On Fri, Jan 18, 2019 at 09:09:04AM -0500, Vince Weaver wrote:
> On Fri, 18 Jan 2019, Peter Zijlstra wrote:
> 
> > On Fri, Jan 11, 2019 at 04:52:22PM -0500, Vince Weaver wrote:
> > > On Thu, 10 Jan 2019, Vince Weaver wrote:
> > > 
> > > > On Thu, 10 Jan 2019, Vince Weaver wrote:
> > > > 
> > > > > On Thu, 10 Jan 2019, Vince Weaver wrote:
> > > > > 
> > > > > > However if you create an all-process attached to CPU event:
> > > > > >     perf_event_open(attr, -1, X, -1, 0);
> > > > > > the mmap event index is set as if this were a valid event and so 
> > > > > > the rdpmc
> > > > > > succeeds even though it shouldn't (we're trying to read an event 
> > > > > > value
> > > > > > on a remote cpu with a local rdpmc).
> > > 
> > > so on further looking at the code, it doesn't appear that rdpmc events 
> > > are 
> > > explicitly marked as unavailable in the attach-cpu or attach-pid case, 
> > > it's just by luck the check for PERF_EVENT_STATE_ACTIVE catches most of 
> > > the cases?
> > > 
> > > should an explicit check be added to zero out userpg->index in cases 
> > > where 
> > > the event being measured is running on a different core?
> > 
> > And how would we konw? We don't know what CPU will be observing the
> > mmap().
> > 
> > RDPMC fundamentally only makes sense on 'self' (either task or CPU).
> 
> so is this a "don't do that then" thing and I should have PAPI 
> userspace avoid using rdpmc() whenever a proc/cpu was attached to?
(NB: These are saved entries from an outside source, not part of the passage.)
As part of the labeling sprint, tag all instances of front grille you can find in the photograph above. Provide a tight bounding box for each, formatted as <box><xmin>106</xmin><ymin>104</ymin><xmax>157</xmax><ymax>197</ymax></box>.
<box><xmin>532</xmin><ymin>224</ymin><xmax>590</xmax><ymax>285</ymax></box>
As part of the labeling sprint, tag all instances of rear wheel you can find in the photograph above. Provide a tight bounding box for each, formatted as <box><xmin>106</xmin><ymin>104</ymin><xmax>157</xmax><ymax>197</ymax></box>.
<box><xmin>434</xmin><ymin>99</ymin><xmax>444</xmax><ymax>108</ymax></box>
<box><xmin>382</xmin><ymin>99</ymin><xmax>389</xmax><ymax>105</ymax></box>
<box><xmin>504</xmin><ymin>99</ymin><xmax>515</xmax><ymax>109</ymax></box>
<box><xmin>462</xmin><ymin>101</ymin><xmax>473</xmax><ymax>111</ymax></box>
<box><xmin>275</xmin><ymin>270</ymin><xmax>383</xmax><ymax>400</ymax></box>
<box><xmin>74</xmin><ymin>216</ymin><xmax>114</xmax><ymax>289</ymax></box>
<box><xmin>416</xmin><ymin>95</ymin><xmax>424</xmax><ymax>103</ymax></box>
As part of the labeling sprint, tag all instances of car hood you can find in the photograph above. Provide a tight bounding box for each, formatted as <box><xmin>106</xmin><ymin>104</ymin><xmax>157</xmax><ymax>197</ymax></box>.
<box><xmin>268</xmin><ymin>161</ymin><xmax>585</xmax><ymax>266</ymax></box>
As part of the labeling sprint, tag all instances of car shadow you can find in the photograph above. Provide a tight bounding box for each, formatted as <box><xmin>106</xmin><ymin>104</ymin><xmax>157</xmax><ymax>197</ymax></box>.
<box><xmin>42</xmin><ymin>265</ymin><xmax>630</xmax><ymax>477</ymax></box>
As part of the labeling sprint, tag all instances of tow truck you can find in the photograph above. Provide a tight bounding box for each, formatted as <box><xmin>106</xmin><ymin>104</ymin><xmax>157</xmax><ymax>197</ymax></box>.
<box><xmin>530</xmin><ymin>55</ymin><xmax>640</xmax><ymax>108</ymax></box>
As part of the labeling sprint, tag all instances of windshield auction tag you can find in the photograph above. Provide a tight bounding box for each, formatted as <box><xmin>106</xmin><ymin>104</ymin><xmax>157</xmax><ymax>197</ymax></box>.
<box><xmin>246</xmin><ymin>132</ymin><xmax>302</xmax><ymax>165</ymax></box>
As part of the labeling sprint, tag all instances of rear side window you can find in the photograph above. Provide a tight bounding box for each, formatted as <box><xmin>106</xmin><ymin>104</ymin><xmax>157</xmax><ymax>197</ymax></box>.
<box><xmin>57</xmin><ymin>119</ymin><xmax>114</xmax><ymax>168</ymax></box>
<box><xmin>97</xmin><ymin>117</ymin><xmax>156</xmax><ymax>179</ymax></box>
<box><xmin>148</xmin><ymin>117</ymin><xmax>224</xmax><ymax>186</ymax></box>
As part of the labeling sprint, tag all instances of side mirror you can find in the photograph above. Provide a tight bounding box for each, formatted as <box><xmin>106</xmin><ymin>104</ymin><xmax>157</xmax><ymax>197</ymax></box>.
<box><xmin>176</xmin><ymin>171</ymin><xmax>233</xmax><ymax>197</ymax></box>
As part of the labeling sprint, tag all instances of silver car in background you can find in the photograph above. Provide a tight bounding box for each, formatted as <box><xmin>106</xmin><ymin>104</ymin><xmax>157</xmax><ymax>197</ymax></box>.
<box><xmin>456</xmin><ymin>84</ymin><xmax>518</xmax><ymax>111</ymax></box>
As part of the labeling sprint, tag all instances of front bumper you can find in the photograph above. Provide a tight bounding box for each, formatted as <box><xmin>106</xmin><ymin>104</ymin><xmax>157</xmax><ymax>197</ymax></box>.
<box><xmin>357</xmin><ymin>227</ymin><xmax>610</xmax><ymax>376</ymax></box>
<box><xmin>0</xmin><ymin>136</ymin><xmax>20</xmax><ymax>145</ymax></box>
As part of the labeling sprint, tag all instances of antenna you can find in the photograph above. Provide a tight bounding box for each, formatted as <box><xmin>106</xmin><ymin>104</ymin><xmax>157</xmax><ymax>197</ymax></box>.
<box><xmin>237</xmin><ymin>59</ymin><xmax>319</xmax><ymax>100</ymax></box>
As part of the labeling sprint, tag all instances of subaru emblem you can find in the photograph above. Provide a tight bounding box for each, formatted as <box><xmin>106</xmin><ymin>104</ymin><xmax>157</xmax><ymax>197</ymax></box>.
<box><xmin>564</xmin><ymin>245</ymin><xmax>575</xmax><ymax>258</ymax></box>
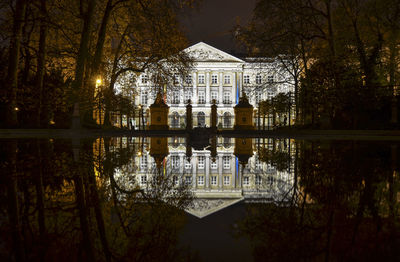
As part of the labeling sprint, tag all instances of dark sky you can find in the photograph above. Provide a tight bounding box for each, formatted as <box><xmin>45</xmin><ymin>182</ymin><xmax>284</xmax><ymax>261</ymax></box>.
<box><xmin>179</xmin><ymin>0</ymin><xmax>257</xmax><ymax>54</ymax></box>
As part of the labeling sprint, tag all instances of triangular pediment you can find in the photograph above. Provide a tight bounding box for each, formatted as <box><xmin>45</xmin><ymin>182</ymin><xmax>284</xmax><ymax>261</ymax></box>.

You can actually use rdpmc when you attach to a CPU, but you have to
ensure that the userspace component is guaranteed to run on that very
CPU (sched_setaffinity(2) comes to mind).
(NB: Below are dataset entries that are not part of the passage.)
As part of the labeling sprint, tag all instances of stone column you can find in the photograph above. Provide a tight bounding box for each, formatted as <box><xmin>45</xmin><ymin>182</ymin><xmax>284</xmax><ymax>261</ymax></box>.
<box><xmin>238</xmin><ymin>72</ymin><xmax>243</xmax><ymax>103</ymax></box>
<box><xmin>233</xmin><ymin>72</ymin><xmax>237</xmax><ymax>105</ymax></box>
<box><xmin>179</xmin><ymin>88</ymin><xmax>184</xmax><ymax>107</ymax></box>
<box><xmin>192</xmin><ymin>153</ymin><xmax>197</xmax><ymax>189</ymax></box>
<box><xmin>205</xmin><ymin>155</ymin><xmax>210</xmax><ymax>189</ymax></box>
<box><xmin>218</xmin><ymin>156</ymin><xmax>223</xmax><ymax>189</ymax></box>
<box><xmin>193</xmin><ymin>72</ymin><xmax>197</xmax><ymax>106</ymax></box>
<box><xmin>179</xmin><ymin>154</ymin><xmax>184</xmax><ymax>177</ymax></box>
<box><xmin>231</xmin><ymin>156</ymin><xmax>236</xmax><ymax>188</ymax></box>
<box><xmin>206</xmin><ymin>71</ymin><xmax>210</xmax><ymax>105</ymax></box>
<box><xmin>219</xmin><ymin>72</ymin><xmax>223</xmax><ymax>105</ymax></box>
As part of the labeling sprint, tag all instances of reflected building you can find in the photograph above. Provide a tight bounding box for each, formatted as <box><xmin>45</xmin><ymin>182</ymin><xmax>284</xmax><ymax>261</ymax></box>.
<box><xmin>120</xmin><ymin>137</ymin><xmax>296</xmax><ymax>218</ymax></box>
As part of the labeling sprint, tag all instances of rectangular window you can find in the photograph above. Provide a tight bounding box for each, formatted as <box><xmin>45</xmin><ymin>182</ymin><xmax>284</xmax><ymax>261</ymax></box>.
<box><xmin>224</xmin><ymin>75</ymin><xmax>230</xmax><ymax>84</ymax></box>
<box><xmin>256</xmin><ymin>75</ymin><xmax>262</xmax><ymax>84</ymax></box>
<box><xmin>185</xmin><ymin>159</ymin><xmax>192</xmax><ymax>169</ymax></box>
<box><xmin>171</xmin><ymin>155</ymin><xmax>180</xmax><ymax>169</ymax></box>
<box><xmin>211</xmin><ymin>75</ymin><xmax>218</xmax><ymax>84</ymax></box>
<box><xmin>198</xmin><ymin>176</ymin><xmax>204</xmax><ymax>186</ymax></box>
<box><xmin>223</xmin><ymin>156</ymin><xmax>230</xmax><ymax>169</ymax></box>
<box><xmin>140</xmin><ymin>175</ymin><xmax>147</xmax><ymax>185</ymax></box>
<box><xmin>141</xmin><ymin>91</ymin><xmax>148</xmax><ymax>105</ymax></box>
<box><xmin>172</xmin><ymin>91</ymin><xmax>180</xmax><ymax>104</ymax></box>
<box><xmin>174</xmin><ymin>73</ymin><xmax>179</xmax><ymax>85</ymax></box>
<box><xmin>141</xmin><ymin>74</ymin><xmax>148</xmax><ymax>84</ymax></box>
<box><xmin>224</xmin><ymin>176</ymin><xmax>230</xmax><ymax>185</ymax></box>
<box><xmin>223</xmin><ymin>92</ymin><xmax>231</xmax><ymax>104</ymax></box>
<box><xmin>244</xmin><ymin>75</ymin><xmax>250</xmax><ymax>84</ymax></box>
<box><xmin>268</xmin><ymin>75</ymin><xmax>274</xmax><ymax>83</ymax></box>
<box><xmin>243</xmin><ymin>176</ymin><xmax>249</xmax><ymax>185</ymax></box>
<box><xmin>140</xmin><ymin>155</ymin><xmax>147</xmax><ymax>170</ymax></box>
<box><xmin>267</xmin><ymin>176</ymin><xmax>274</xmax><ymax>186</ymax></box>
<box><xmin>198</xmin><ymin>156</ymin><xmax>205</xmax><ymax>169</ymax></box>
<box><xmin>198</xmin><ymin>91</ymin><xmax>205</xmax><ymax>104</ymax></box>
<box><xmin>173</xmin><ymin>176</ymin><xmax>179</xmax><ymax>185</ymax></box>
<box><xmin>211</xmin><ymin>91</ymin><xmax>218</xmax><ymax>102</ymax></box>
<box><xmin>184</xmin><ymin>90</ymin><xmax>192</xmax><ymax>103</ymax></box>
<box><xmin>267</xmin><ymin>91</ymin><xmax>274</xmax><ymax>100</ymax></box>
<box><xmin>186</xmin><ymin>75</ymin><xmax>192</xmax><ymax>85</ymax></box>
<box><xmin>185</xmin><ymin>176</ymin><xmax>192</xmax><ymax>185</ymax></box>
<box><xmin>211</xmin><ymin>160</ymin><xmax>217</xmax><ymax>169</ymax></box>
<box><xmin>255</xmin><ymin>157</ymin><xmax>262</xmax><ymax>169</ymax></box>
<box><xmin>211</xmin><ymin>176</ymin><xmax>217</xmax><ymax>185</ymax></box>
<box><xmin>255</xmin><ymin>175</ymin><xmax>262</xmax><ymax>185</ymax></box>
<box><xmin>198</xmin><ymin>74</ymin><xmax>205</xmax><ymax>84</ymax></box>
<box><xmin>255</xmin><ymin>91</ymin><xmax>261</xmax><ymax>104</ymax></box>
> Or is there a way to have the kernel indicate this?  Does the kernel track 
> current CPU and original CPU of the mmap and could zero out the index 
> field in this case?  Or would that add too much overhead?

Impossible I'm afraid. Memory is not associated with a CPU; it's
contents is the same whatever CPU reads from it.

The best we could possibly do is put the (target, not current) cpu
number in the mmap page; but userspace should already know this, for it
created the event and therefore knows this already.